En Armenia vivió un caballero, cafetero y comerciante, don Alejandro Álvarez, reconocido mentiroso, cuyas historias se celebraban con alborozo. Contaba el buen señor que pasaba unas vacaciones escolares en la finca de un tío, quien había sembrado un maizal, cuyas primeras mazorcas estaban amenazadas por loras que se asentaban todas las tardes en las ramas de un frondoso písamo que había en mitad del cultivo. Ante las quejas del tío, Alejandro se ofreció a solucionar el problema, para lo cual le encargó al lechero que le trajera del pueblo una caneca de brea y una brocha. Con ellas se subió al árbol, de rama en rama, untando la brea. Cuando por la tarde llegaron las loras, al asentarse en las ramas quedaron pegadas y entonces el muchacho se ubicó debajo del písamo, hizo un tiro con una escopeta y “se volaron las loras y se llevaron el písamo”, decía ufano.
En esa misma finca, en otras vacaciones, estaba Alejandro sentado leyendo, con los pies puestos sobre una chambrana, y el tío le dijo: -Deje de hacer pereza y vaya a traer leña para la cocina, que ya casi se acaba. Angarille el buey, baje al monte y traiga bastante. Perezosamente se levantó el muchacho, cogió el animal y en el monte cortó un frondoso árbol que partió en dos grandes trozas que amarró en la angarilla, tan pesadas que el buey difícilmente andaba con ellas, mientras el muchacho le chuzaba las ancas con la punta de una peinilla. Cuando llegaron al patio de la casa, el buey cayó fundido.
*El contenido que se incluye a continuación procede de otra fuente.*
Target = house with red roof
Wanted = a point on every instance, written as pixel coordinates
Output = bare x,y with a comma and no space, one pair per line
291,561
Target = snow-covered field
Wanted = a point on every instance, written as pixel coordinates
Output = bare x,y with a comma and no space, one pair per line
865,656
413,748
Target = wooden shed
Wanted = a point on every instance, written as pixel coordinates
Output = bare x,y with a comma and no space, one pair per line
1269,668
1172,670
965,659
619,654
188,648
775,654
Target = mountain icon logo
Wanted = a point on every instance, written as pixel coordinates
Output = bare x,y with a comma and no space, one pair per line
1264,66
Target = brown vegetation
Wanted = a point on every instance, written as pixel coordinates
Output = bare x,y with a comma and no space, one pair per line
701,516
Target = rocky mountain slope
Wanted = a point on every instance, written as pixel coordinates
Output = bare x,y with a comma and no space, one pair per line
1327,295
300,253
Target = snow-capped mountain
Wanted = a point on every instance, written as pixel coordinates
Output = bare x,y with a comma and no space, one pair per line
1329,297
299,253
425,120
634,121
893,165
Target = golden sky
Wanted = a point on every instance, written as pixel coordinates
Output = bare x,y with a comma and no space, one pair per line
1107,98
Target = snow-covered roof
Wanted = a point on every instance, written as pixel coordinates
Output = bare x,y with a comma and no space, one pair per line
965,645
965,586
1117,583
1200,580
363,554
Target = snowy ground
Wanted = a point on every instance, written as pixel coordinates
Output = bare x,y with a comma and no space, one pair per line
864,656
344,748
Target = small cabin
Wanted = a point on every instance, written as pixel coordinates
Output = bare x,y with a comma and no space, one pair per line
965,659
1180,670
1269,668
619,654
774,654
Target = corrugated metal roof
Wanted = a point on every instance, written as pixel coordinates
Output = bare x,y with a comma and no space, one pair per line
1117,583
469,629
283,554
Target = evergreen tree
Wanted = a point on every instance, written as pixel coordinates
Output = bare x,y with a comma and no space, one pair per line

Entonces Alejandro desató las robustas trozas del árbol cortado, las tiró a un lado, y le dijo al tío: -Ahí le dejo leña y carne para seis meses. Yo me voy, porque vine a descansar y no a trabajar.
Y otra, para rematar: Don Alejandro compró uno de los primeros automóviles Volkswagen que llegaron al país a mediados del siglo XX, que entonces valían $3.600. Era el carro económico creado por los alemanes después de la segunda guerra mundial. Exagerando ante sus amigos las maravillas del vehículo, contaba que se había ido en él para Ibagué. Subiendo a La Línea, encontró un camión varado, a cuyo conductor le ofreció remolcarlo. El pequeño carro subía con dificultad arrastrando el camión, pese a la fuerza que tenía, según su dueño. Entonces revisó bien y tenía puesta la emergencia. Las mentiras de don Alejandro, distinto a las de la alta burocracia oficial, divertían y no le hacían daño a nadie.